Отец, как всегда, предоставил жене свободу действий. По мнению Кэтлин, он сохранял достоинство. Сидел у себя в библиотеке на втором этаже, грузный, неподвижный; этот толстяк, известный писатель, создал себе сперва имя как журналист и автор путевых очерков, а потом перешел на новеллы, юморески, короткие рассказы, за которые дрались издательства и газеты, и разбогател. Еще в начале войны господин Эллисон переселился из своего лондонского дома на эту виллу, где раньше жили только летом.
Элис и Кэтлин стояли на перроне, когда Эдварда выносили из вагона санитарного поезда. Носилки с укутанным больным поставили на каталку и быстро провезли мимо. Мать так и не успела положить на носилки цветы. Потом она ежедневно посылала сыну цветы в клинику. Но почему ей нельзя было навестить сына? Наконец-то они получили разрешение. Правда, им позволили всего лишь заглянуть в палату через окошко в дверях.
Они обе вышли из машины — Элис и Кэтлин. Бледная Элис быстро взбежала по лестнице; дочь, словно прося извинения за ее поспешность, двигалась с подчеркнутой медленностью. Широкий, устланный линолеумом коридор вел в приемную. Скоро появился и доктор Кинг, высокий, широкоплечий человек с жидкими, тронутыми сединой волосами; он сердечно приветствовал посетительниц, протянув им обе руки. Но вместо того чтобы сразу отвести их к больному, доктор тяжело опустился в плетеное кресло, раскурил сигару и завел разговор настолько длинный, что мать не выдержала и с вымученной улыбкой спросила, нельзя ли ей, как обещано, бросить наконец взгляд в палату Эдварда.

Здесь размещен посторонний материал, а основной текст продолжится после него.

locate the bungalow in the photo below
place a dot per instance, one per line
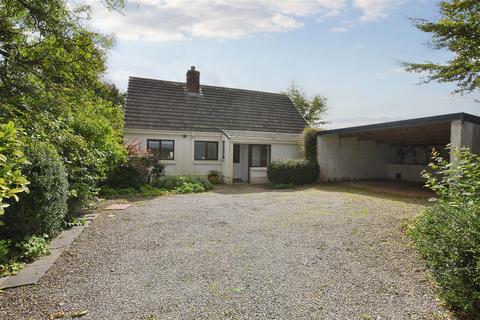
(198, 128)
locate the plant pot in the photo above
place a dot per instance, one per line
(214, 179)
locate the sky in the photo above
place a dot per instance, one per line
(347, 50)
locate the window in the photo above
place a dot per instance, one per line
(206, 150)
(236, 153)
(165, 149)
(260, 155)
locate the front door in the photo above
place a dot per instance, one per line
(240, 162)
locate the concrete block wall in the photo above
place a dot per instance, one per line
(351, 159)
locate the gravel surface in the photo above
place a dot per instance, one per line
(240, 252)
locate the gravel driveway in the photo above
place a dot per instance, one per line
(240, 252)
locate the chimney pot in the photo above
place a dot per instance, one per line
(193, 80)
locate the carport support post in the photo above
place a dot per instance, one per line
(465, 134)
(228, 163)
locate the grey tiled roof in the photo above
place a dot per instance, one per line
(165, 105)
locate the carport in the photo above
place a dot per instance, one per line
(397, 150)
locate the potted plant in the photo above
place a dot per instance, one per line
(214, 176)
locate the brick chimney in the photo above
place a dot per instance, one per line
(193, 80)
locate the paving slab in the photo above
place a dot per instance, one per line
(32, 272)
(118, 206)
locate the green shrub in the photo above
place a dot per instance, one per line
(43, 209)
(12, 181)
(141, 167)
(33, 247)
(179, 182)
(125, 176)
(189, 187)
(11, 268)
(5, 250)
(448, 233)
(297, 172)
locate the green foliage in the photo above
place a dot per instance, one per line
(448, 233)
(42, 210)
(158, 170)
(457, 183)
(215, 173)
(182, 182)
(297, 172)
(279, 186)
(458, 30)
(310, 144)
(5, 245)
(12, 181)
(33, 247)
(11, 268)
(165, 185)
(189, 187)
(140, 168)
(51, 69)
(312, 109)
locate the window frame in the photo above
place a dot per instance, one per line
(269, 155)
(160, 147)
(206, 150)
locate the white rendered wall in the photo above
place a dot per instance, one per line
(183, 163)
(285, 151)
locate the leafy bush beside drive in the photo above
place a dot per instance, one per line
(43, 209)
(292, 171)
(12, 181)
(140, 168)
(165, 185)
(448, 233)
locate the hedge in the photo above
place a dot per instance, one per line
(292, 171)
(42, 210)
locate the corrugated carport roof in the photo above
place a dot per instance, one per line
(421, 131)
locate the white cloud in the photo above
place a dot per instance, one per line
(159, 20)
(339, 29)
(374, 10)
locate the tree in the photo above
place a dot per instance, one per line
(51, 87)
(312, 109)
(458, 30)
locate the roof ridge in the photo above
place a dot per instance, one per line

— Кстати, если уж мне не разрешили с ним разговаривать, почему не зайти на секунду в его палату, не пожать ему руку? Клянусь, я не произнесу ни слова.
— Милая госпожа Эллисон, все это делается ради него. Я еще не знаю, как подействует на больного встреча с матерью, воспоминания о доме, о прошлом. Пусть даже без слов. Честно признаюсь, такого рода эксперимент я предпочел бы отложить.
— Он очень слаб, доктор?
— Поймите, после того, что с ним случилось, это естественно. Больше всего нас беспокоит его душевное состояние. Лечение еще не начиналось. Придется уж вам как-нибудь сдержать себя, увидев сына. Иногда он во власти галлюцинаций.
У Элис перехватило дыхание.
— Галлюцинаций? Что вы под этим подразумеваете? Что он говорит? Как выглядит?